If this does not come from an impersonator then if this comes
from a human being, I recommend you have a talk with them.

If this comes from a machine I recommend take it out of commission
and rework it.

If I see this kind of baloney again I expect I will just auto-nack
it instead of reading it, as reading it appears to be a waste of
time.  It is a complete waste reading fiction in what little time I have
for kernel development.

Eric


Sasha Levin <sashal@kernel.org> writes:

> **YES**
>
> This commit should be backported to stable kernel trees for the
> following reasons:
>
> ## Critical Bug Fix for Real User Issues
>
> 1. **Fixes Actual Suspend Failures**: The commit addresses real-world
>    suspend failures under memory pressure on systems with AMD discrete
>    GPUs. The linked issues (ROCm/ROCK-Kernel-Driver#174 and
>    freedesktop.org/drm/amd#2362) indicate this affects actual users.
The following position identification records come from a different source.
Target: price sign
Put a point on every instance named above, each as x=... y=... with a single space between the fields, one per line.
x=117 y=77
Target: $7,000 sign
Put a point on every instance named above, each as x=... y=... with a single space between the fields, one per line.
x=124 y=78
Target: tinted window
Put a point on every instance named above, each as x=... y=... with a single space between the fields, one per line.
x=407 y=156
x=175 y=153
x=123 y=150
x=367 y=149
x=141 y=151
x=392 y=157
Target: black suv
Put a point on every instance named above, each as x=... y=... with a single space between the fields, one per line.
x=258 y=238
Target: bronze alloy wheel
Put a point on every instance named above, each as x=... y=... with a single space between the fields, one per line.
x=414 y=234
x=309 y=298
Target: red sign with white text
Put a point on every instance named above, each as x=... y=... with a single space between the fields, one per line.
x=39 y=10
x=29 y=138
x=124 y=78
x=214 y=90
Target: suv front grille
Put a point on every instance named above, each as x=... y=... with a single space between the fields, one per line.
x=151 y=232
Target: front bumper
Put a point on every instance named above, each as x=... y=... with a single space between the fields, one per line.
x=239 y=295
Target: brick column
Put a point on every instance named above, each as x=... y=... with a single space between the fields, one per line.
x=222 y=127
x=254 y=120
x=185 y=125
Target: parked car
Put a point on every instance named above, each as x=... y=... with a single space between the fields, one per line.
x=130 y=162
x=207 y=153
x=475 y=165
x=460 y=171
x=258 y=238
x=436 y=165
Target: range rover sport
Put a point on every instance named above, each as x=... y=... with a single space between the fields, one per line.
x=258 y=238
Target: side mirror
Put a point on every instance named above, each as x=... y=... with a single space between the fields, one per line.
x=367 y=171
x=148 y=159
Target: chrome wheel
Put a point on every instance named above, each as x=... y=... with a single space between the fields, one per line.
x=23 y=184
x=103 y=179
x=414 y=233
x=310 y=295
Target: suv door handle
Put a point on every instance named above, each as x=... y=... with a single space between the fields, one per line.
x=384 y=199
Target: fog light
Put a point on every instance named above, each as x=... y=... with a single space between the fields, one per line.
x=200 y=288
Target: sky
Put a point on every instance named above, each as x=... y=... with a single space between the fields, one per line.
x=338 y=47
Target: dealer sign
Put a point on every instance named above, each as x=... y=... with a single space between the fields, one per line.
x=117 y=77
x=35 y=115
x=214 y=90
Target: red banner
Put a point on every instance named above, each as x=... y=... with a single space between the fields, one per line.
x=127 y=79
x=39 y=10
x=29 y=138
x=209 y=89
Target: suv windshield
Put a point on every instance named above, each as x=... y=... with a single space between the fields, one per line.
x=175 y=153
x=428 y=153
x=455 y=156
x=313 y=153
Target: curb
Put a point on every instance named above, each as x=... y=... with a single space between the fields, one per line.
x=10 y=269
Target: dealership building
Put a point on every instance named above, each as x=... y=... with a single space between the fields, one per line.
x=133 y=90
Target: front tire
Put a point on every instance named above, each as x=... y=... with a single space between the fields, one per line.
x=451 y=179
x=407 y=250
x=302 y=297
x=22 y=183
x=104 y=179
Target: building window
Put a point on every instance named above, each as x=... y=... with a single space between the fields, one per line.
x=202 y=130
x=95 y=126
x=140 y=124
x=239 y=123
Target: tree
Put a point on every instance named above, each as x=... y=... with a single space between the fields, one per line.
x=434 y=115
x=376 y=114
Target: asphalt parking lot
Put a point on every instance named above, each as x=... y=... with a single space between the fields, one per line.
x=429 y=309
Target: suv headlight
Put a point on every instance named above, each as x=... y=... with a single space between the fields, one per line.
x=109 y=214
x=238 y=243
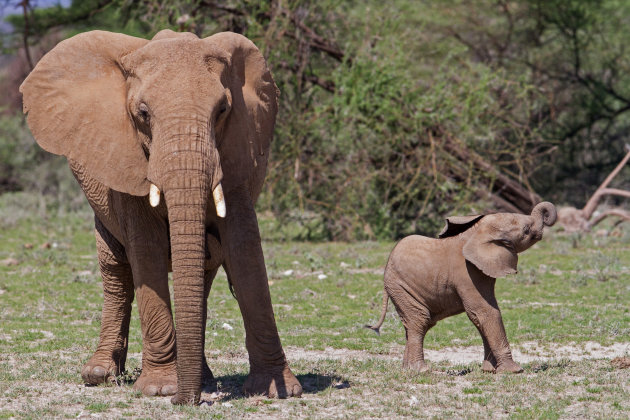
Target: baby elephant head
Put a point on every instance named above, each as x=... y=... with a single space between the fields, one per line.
x=492 y=242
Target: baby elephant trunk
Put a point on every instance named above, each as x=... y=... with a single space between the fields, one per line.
x=544 y=214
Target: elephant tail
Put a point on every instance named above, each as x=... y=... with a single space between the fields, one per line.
x=377 y=328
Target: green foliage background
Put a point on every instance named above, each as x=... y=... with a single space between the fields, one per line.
x=385 y=105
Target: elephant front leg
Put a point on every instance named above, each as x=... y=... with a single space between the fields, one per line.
x=207 y=378
x=147 y=252
x=245 y=266
x=489 y=361
x=482 y=309
x=109 y=359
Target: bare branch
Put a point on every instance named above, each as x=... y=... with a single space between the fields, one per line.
x=592 y=203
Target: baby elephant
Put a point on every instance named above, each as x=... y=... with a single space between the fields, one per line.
x=430 y=279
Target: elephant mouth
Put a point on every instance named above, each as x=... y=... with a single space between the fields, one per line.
x=217 y=196
x=213 y=250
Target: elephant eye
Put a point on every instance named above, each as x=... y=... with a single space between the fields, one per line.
x=143 y=113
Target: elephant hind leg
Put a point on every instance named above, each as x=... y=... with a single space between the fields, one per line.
x=109 y=359
x=414 y=349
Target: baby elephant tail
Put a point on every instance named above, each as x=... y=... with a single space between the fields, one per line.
x=377 y=328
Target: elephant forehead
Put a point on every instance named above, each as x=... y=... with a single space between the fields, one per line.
x=508 y=222
x=177 y=52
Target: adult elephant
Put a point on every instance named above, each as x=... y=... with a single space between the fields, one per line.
x=183 y=118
The links in the first paragraph are very distorted.  The links
from the actual change are:

 https://github.com/ROCm/ROCK-Kernel-Driver/issues/174
 https://gitlab.freedesktop.org/drm/amd/-/issues/2362

Those completely distorted links make understanding this justification
much harder then necessary.


> 2. **Regression Fix**: This is effectively a regression fix. The PM
>    subsystem's early swap restriction prevents AMD GPU drivers from
>    properly evicting VRAM during their prepare() callbacks, which is a
>    requirement that has become more critical as GPU VRAM sizes have
>    increased.

That is a justification.   There is no evidence that a kernel change
made this worse.  Thus there is no evidence this is a regression fix.


> ## Small, Contained Change
>
> 3. **Minimal Code Changes**: The fix is remarkably simple - it just
>    moves the `pm_restrict_gfp_mask()` call from early in the suspend
>    sequence to after `dpm_prepare()` completes. The changes are:
>    - Move `pm_restrict_gfp_mask()` from multiple early locations to
>      inside `dpm_suspend_start()` after `dpm_prepare()` succeeds
>    - Add corresponding `pm_restore_gfp_mask()` calls in error paths and
>      resume paths
>    - Remove the now-redundant calls from hibernate.c and suspend.c

Completely wrong.  

> 4. **Low Risk of Regression**: The change maintains the original intent
>    of preventing I/O during the critical suspend phase while allowing it
>    during device preparation. The swap restriction still happens before
>    `dpm_suspend()`, just after `dpm_prepare()`.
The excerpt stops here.